• No matter where you start, and no matter where you finish, there will be exactly one answer to each of my mazes.

  • There is one exception to this rule. You cannot start inside a closed loop and end outside that closed loop. For example, you can't start inside the "O" in ABOUT and end outside that "O". But you can start inside the "O" in COMMENTS and end somewhere else, because that "O" is not a closed loop.

  • This means that each maze you print can be solved many times. Print another copy. Mark a new entrance and exit, and you have a new puzzle to solve.

  • You don't need to start and finish on the edges. Can you find the only path which leads from the middle of one "M" to the middle of the other?

  • The insides of closed loops, like the "O" in ABOUT are actual mazes separate from the full maze. Most of the time, these "inside mazes" will be different, but because they are small mazes, you will see some repetition.
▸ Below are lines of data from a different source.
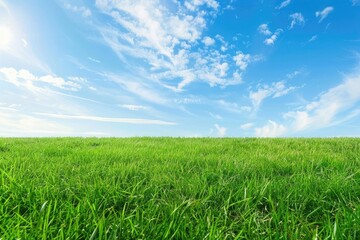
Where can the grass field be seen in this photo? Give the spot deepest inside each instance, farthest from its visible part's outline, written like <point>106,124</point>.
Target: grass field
<point>173,188</point>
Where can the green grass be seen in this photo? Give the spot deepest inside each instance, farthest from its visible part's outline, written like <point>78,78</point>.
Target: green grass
<point>171,188</point>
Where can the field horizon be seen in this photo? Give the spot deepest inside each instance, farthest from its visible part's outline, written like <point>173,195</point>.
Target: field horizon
<point>179,188</point>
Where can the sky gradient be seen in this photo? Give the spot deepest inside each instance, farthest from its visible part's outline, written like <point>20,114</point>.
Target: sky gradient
<point>193,68</point>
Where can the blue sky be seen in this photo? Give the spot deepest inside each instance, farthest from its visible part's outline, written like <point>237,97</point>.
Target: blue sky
<point>189,68</point>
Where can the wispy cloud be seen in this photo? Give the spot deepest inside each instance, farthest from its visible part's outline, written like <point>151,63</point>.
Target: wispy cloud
<point>242,60</point>
<point>275,90</point>
<point>246,126</point>
<point>332,107</point>
<point>4,6</point>
<point>25,78</point>
<point>313,38</point>
<point>108,119</point>
<point>271,40</point>
<point>169,42</point>
<point>216,116</point>
<point>264,29</point>
<point>208,41</point>
<point>133,107</point>
<point>94,60</point>
<point>297,19</point>
<point>271,129</point>
<point>283,4</point>
<point>86,12</point>
<point>16,123</point>
<point>324,13</point>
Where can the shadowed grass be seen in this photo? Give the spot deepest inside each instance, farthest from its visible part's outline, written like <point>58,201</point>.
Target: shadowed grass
<point>173,188</point>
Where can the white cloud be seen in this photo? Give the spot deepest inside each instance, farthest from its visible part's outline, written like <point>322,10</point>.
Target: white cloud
<point>313,38</point>
<point>15,123</point>
<point>26,79</point>
<point>271,129</point>
<point>24,42</point>
<point>242,60</point>
<point>188,101</point>
<point>264,29</point>
<point>164,41</point>
<point>94,60</point>
<point>330,108</point>
<point>138,87</point>
<point>216,116</point>
<point>324,13</point>
<point>133,107</point>
<point>277,89</point>
<point>297,19</point>
<point>221,131</point>
<point>271,40</point>
<point>293,74</point>
<point>283,4</point>
<point>193,5</point>
<point>208,41</point>
<point>247,126</point>
<point>108,119</point>
<point>86,12</point>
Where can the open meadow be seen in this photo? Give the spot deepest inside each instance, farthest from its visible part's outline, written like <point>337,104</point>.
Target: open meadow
<point>176,188</point>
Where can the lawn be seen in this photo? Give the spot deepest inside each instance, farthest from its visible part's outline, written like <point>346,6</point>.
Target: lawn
<point>175,188</point>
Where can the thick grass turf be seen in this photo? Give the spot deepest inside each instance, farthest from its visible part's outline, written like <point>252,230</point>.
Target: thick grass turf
<point>173,188</point>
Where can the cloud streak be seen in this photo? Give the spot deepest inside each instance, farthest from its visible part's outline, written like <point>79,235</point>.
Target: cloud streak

  • My program that creates these mazes is 110% random. It never creates the same maze twice. If you order one hundred mazes that read "GOD LOVES YOU", you will get 100 different mazes.

  • Here's a hint that can make ANY MAZE solvable, even my hardest ones. Don't look for the answer. Instead, look for the dead ends. Shade in every dead end that you find. Keep doing this and eventually, the answer will be left over in white.

  • My mazes are just as hard to solve backwards as they are forwards. The reason for this is that I make the maze from both ends at once. My "solution" starts at both the start and finish points AND it ends at some random point in the middle of the maze. If you watched the computer make the maze, you still wouldn't know where the answer was.